Because camp. Maybe he should have stayed longer. Unless this is going to be one of those things where we spend the money three times over before it takes. I think they throw a wrench in the works just before they send everyone home the first few times just to keep the money train rolling.

But like I said, I'm a little asshole.

Especially when I'm trying to catch the Devil up on news about his son and everyone keeps redirecting me, or telling him to leave. Let me get this done and then I'll send him home. All it did is drag it out for the whole morning and then finally I ran out of news and told Caleb that any further information could be had from Joel who did his due diligence in Caleb's absence and probably has a host of interesting 'notes' about me.

But Caleb looked so sad when I said it and there, I should just wear a sign that says 'Little Asshole. Enquire within'.

I'll make it when he leaves, which at this rate will be never. I missed him a lot too but YEESH. He's doing that thing where he's super-perfect and he's smiling and that's how we know he's up to something. Couldn't even make it a whole day before that happened.

Well. Wow. Here's a longtime wish coming true.

U2 tickets-CHECK.

Sunday, 7 December 2014

The Devil is in the details.

Ben calls it Loched. 

The way I wake up barricaded in Lochlan's arms. Stuck against him. Overheated. Completely limber, fluid. Hot. He doesn't let go, not anymore and I sleep wrapped up in his arms with his hand cradling the back of my head, my cheek against his collarbone, my eyes heavy and seeing in dreams.

My toes stick out the bottom of the quilt in the middle, though. I wouldn't be able to do it otherwise. I would self-immolate. I would perish.

In spite of Ben's cutesy term for it, I still don't think he appreciates it at all even as he says he doesn't mind, because he can't sleep any way but flat on his back like a vampire. I don't think that's exactly true because I remember things differently and he often revises small bits of history just to keep the peace.

And it was peaceful but now the Devil is on his way home, having been picked up at the airport by Joel, eager to report, no doubt, trying and failing to straddle the line between trusted and turncoat.

This exasperates me and at the same time I had a great weekend and am looking forward to seeing Caleb because it's been several weeks and I've had more than a few moments where I felt very cold and open, sick to my stomach thanks to his absence only because I can't stand to have anyone missing.

He will take it personally.

I'll let him.

He is on his way (any minute now) and I'm beating double-time from the inside out, fairly thrumming with anticipation.
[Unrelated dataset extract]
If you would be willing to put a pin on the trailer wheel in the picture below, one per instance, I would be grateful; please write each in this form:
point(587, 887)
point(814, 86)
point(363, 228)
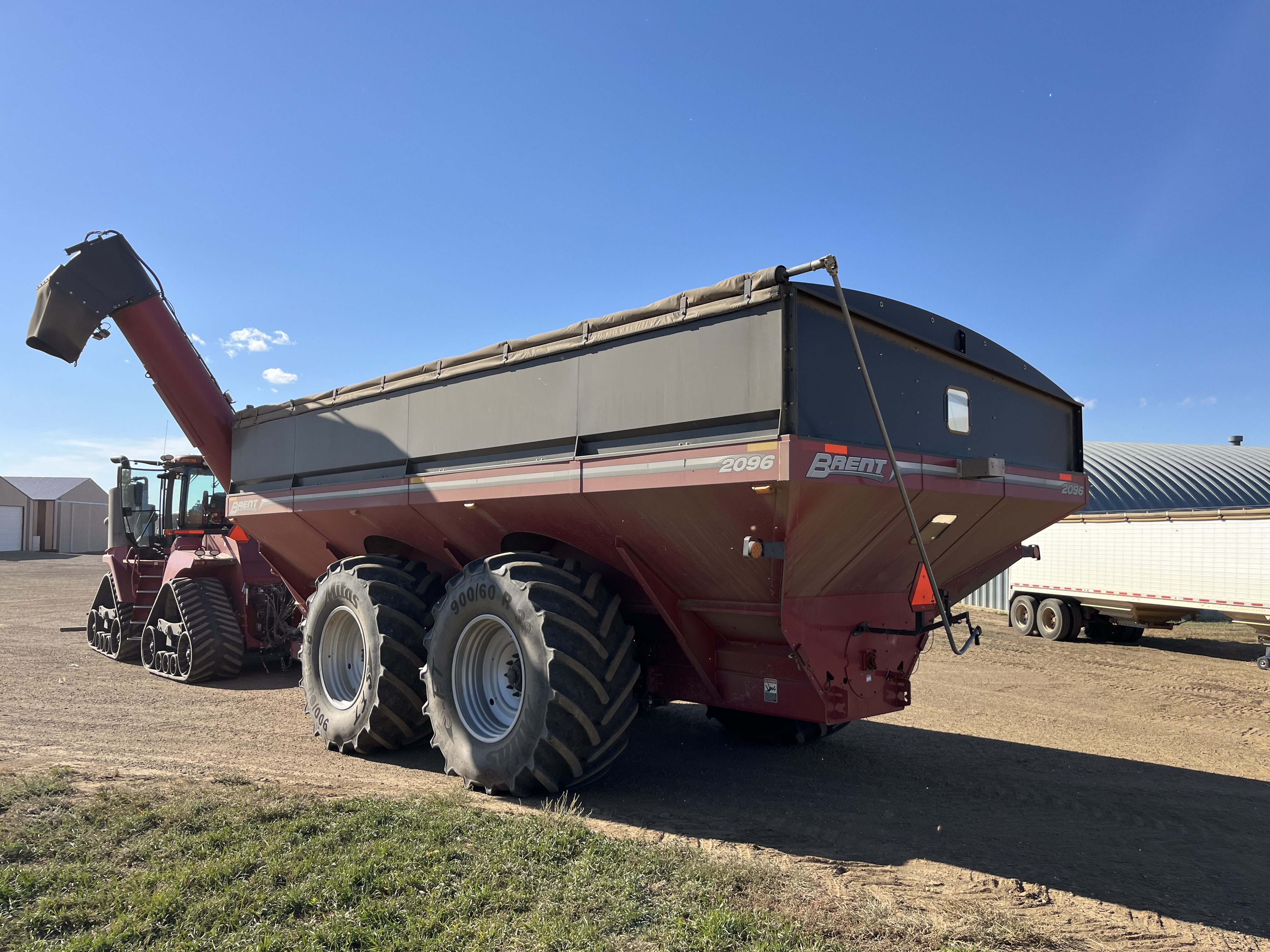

He says he bought all our Christmas gifts overseas and that he can't wait to give them to us. He says he can read and that we didn't have to have his house cleaned and stocked in his absence, that he's decided to extend his time off until the beginning of the new year because enough is enough and his exhaustion was barely touched by a week of rest. That maybe he will let go of some things.

I wonder if he means me.

The boys here are not as anxious to see him, stuck between loyalty to the one who pays the lions' share of this life altogether (me) and the need for autonomy within. Torn by their strong desire to protect me while at the same time respecting history and my own desires to flout the past and find a future in this, somehow.

Maybe.

We shall see.

I have a proposal of my own to present. And while absolutely no one is going to like it, I think it's perfect.